10 von 19 SchülerInnen haben diesmal die Stellungnahme gewählt und manche habe dabei ziemlich dick aufgetragen.

Kostproben gefällig?

Romeo and Juliet was, is and will be the best reading matter for school because it includes everything a pupil wants to read in a drama.“

(Und was genau ist dieses „everything“, das ein Schüler lesen möchte?)

Pupils should study Shakespeare in school because he writes about contemporary problems and about love as the most interesting but also most dangerous experience in our life.“

(Oh, Liebe eine gefährliche Erfahrung … das wäre schon wieder ein Erörterungsthema für sich.“)

I think problems like those in „Romeo and Juliet“ are timeless and always worth dealing with.“

(Ja, durchaus, I agree.)

This story will never grow old.“

(Ein wenig einfallsreiches Statement.)

Although Mr Shakespeare has caused quite a headache and has driven pupils to desperation, he is a genius in what he did.“

(Verstehe ich richtig, Herr Shakespeare ist genial, weil er tausenden Schülern Kopfschmerzen bereitet und sie in die Verzweiflung getrieben hat?)

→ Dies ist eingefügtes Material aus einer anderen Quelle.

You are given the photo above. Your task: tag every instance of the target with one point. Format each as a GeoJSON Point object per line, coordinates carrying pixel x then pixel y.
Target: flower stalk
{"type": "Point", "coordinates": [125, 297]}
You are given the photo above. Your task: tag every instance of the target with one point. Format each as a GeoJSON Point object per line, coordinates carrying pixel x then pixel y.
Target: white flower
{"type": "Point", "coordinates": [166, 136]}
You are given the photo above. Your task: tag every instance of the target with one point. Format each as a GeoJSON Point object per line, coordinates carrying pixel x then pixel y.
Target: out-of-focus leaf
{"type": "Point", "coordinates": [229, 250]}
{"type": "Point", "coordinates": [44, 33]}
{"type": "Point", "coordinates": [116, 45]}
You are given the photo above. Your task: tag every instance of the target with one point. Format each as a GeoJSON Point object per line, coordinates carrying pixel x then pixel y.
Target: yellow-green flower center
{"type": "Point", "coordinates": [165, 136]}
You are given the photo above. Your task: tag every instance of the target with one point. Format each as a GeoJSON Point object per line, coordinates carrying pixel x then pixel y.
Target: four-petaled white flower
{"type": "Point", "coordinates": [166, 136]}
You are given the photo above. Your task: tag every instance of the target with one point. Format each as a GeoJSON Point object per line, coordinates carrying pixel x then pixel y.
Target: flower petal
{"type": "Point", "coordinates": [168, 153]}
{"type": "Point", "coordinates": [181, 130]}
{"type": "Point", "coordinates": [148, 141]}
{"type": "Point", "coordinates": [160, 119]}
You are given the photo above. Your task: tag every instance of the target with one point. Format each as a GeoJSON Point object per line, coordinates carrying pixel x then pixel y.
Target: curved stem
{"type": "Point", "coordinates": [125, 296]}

I think to teach Shakespeare in English classes is important to keep the British culture alive.“

(Nun, dann habe ich mein Bestes getan, um die britische Kultur am Leben zu halten.)

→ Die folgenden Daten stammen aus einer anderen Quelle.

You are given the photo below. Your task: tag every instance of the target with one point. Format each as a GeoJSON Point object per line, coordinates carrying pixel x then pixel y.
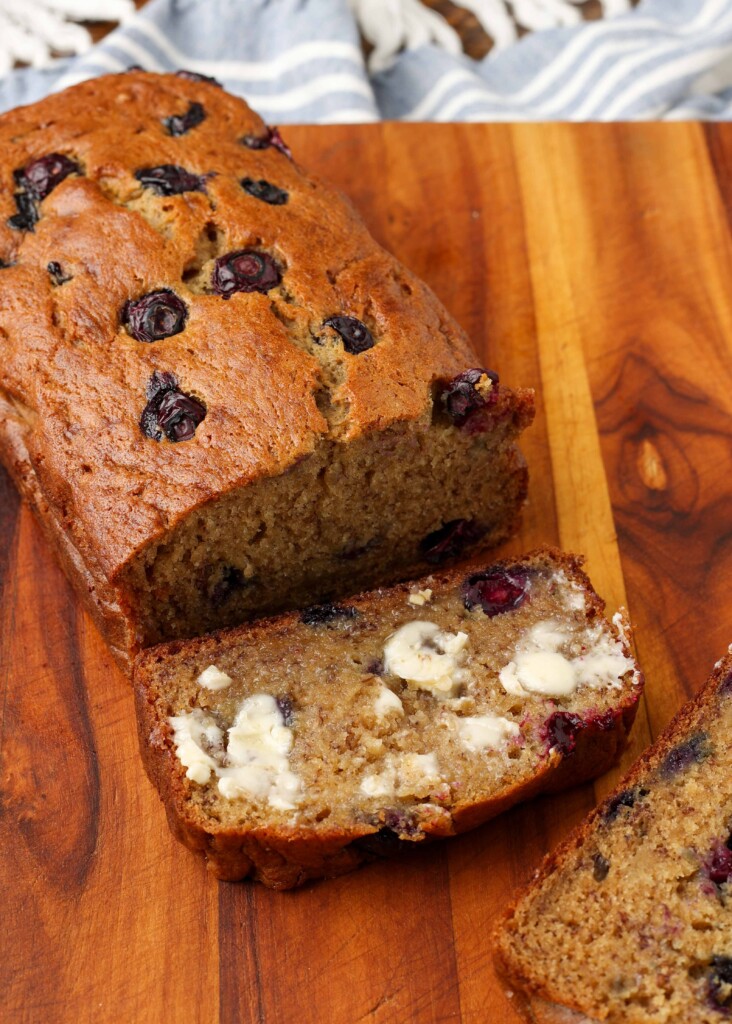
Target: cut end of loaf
{"type": "Point", "coordinates": [381, 508]}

Auch kritische Stimmen möchte ich Ihnen nicht vorenthalten:

I understand that Shakespeare’s work is an important part of British literature, but would it not be better if only students in the UK had to read it? They speak English fluently.“

(Ob es britischen Schülern beim Verständnis von Shakespeares Dramen hilft, wenn sie fließend Englisch sprechen?)

If somebody wants to read Shakespeare, they shall do it at home, so they are not forced to understand it and will not get bad marks in school when they do not understand what he wants to say.“

(Verstehe, Shakespeare in der Schule verbieten und dann lesen ihn alle heimlich zu Hause. Das ist cool. Finger hoch, wer ist dafür?)

Und schließlich noch folgende Feststellung:

Reading and understanding Shakespeare costs a lot of time because you have to prepare tons of notes for your exam.“

(Tonnen von Notizen habe ich nicht bei jedem gefunden, dessen Aufzeichnungen aus dem Unterricht ich eingesammelt habe.)